Rescue and competitions: our vehicle extrication and trauma team
Hampshire’s highly successful Vehicle Extrication and Trauma Team has won awards at all levels. They are multiple World Champions, European Champions, National Trauma Champions as well as being World Ambassadors to the fire and rescue services. The team, which will celebrate 30 years of competitive rescue in 2015, has a reputation that shares their knowledge with the motto “Sharing Skills – Saving Lives”.
The team is made up of core rescue training staff alongside operational firefighters serving in both wholetime (fulltime) and retained (part-time) duty systems from across Hampshire. They are integral in evaluating techniques and reviewing new equipment in the development of the Service’s road traffic collision response strategies and policies.
Emergency services are facing an increased variety of demanding situations. Major incidents caused by natural disasters, industrial accidents and the threat of terror attacks are challenges that we need to prepare for at a national level. These incidents could potentially have an impact on our daily lives. For this reason, there is a need for high levels of preparedness by the emergency services, including improved ability to operate effectively together.
The Government instigated the New Dimension programme soon after the September 11th 2001 attacks on the US. It was immediately recognized that multiple large scale attacks on the UK would be difficult to cope with effectively by individual Fire and Rescue Services.
The New Dimension programme is intended to provide a range of equipment, people and procedures to allow a coordinated national response to catastrophic events of various types.
By providing these new facilities the UK Fire Services are becoming better prepared to deal with extreme situations and national support arrangements mean we will be better able to cope with the worst types of incident imaginable.
Many of the facilities detailed in these Civil Resilience pages are a direct result of what the government has provided through the New Dimension project.
- Mass decontamination
- High volume pumping
- Detection, identification, and monitoring (DIM)
- Enhanced command support
- Urban Search and Rescue (USAR)
- Mutual aid
- Contingency planning
- Business continuity
Our Animal Rescue Team successfully responds to all kinds of incidents involving animals, but do remember: if you have an animal emergency, dial 999, so that we can get our team out to help you.
The team includes animal rescue specialists who come from rural backgrounds and have many years experience of handling livestock. They attend incidents involving animals to advise the Officer in Charge on matters of health and safety, animal welfare and rescue techniques.

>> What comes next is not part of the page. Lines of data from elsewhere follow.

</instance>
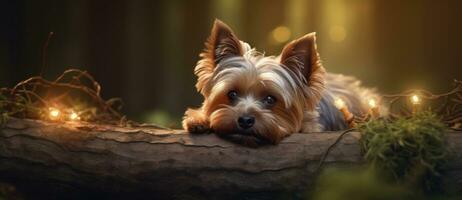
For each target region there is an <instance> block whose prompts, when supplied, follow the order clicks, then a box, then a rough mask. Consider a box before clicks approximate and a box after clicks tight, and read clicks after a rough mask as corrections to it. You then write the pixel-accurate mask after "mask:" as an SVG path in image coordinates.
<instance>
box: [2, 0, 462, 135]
mask: <svg viewBox="0 0 462 200" xmlns="http://www.w3.org/2000/svg"><path fill="white" fill-rule="evenodd" d="M215 18H219V19H221V20H223V21H224V22H226V23H227V24H228V25H230V26H231V27H232V28H233V29H234V31H235V32H236V34H237V36H238V37H239V38H240V39H241V40H244V41H247V42H249V43H250V44H251V45H253V46H255V47H256V48H257V49H258V50H260V51H262V52H266V54H268V55H271V54H279V52H280V50H281V49H282V47H283V46H284V44H285V43H287V42H288V41H290V40H292V39H295V38H297V37H299V36H302V35H304V34H306V33H309V32H313V31H315V32H317V36H318V48H319V51H320V54H321V58H322V59H323V62H324V66H325V67H326V68H327V70H328V71H330V72H335V73H344V74H349V75H354V76H356V77H358V78H360V79H361V80H362V81H363V82H364V84H365V85H367V86H371V87H377V88H378V89H379V91H381V92H383V93H397V92H401V91H403V90H406V89H411V88H425V89H428V90H431V91H433V92H444V91H446V90H448V89H450V88H451V85H450V84H451V83H452V80H453V79H455V78H457V79H462V66H461V64H460V62H461V59H460V57H461V56H460V53H461V50H460V48H461V46H462V42H461V41H462V39H461V29H462V28H461V19H462V1H457V0H428V1H426V0H406V1H403V0H387V1H379V0H377V1H374V0H343V1H342V0H156V1H154V0H133V1H128V0H127V1H120V0H98V1H93V0H72V1H71V0H69V1H67V0H40V1H33V0H29V1H27V0H12V1H9V0H6V1H5V0H3V1H2V2H1V4H0V30H1V31H0V87H6V86H7V87H11V86H13V85H15V84H16V83H17V82H18V81H21V80H23V79H26V78H28V77H29V76H34V75H38V74H39V73H40V71H41V66H42V64H41V63H42V46H43V44H44V43H45V40H46V38H47V35H48V33H49V32H50V31H53V32H54V33H55V34H54V36H53V38H52V39H51V42H50V44H49V47H48V49H47V57H46V63H47V64H46V67H45V68H44V69H43V74H44V76H45V77H47V78H50V79H51V78H55V77H56V76H57V75H58V74H60V73H61V72H62V71H64V70H65V69H67V68H70V67H73V68H79V69H84V70H88V71H89V72H90V73H91V74H93V75H94V76H95V77H96V79H97V80H98V81H99V82H100V83H101V85H102V87H103V89H102V95H103V96H104V97H105V98H109V97H121V98H122V99H123V100H124V102H125V106H124V109H123V111H124V112H125V113H126V114H127V115H128V116H129V118H132V119H135V120H142V121H146V122H156V123H160V124H163V125H168V126H172V125H173V126H175V125H176V126H178V125H179V122H180V119H181V117H182V114H183V112H184V110H185V109H186V107H190V106H199V105H200V103H201V101H202V97H201V96H200V95H199V94H198V93H197V92H196V91H195V88H194V84H195V76H194V75H193V68H194V66H195V63H196V61H197V60H198V54H199V53H200V52H201V50H202V49H203V43H204V41H205V39H206V38H207V36H208V34H209V31H210V28H211V26H212V23H213V20H214V19H215Z"/></svg>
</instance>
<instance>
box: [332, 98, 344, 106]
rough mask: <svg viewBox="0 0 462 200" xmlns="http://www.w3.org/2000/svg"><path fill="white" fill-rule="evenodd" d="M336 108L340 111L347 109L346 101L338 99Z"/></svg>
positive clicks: (335, 105) (335, 99)
mask: <svg viewBox="0 0 462 200" xmlns="http://www.w3.org/2000/svg"><path fill="white" fill-rule="evenodd" d="M334 104H335V107H337V108H338V109H342V108H344V107H345V101H343V100H342V99H341V98H337V99H335V102H334Z"/></svg>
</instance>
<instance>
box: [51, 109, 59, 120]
mask: <svg viewBox="0 0 462 200" xmlns="http://www.w3.org/2000/svg"><path fill="white" fill-rule="evenodd" d="M49 110H50V118H51V119H57V118H58V117H59V115H60V114H61V112H60V111H59V110H58V109H56V108H50V109H49Z"/></svg>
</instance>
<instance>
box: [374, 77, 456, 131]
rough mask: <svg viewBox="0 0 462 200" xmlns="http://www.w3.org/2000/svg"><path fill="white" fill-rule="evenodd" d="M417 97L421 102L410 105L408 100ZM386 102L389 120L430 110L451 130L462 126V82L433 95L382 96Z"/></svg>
mask: <svg viewBox="0 0 462 200" xmlns="http://www.w3.org/2000/svg"><path fill="white" fill-rule="evenodd" d="M413 95H418V96H419V98H421V99H422V100H423V101H422V102H420V104H418V105H411V102H410V101H409V99H410V98H411V97H412V96H413ZM383 98H384V100H385V102H388V107H389V118H390V119H391V120H393V119H396V118H397V117H400V116H401V117H410V116H412V112H413V111H412V109H413V108H414V109H417V110H426V109H428V110H430V111H432V112H433V113H435V114H436V115H438V116H440V117H441V120H442V122H443V123H445V124H446V125H447V126H448V127H451V128H453V129H459V130H460V128H461V125H462V81H459V80H454V88H453V89H452V90H451V91H449V92H446V93H442V94H433V93H431V92H429V91H427V90H408V91H405V92H403V93H400V94H393V95H383Z"/></svg>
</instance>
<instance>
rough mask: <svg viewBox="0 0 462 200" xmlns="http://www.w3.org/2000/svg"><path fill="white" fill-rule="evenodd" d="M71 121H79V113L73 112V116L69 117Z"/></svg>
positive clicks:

Team members are trained in animal psychology, how to handle different species and how to react to an animal in distress and train regularly under the guidance of the animal rescue specialists.
Hampshire has a predominantly rural community and is also on the coast. Consequently firefighters regularly turn their skills to a wide range of different rescues involving pets, livestock, wild and marine animals.
Large animal rescue is recognised as one of the most dangerous activities a firefighter will be engaged in and so specialised training and equipment is essential. The larger species more commonly rescued are horses, cattle, pigs, sheep and deer that find themselves trapped in machinery, bogs, slurry pits, rivers, pools, ditches or victims of cliff falls and road incidents.
The HFRS Animal Rescue Team is the lead on the CFOA Animal Rescue Practitioners Forum.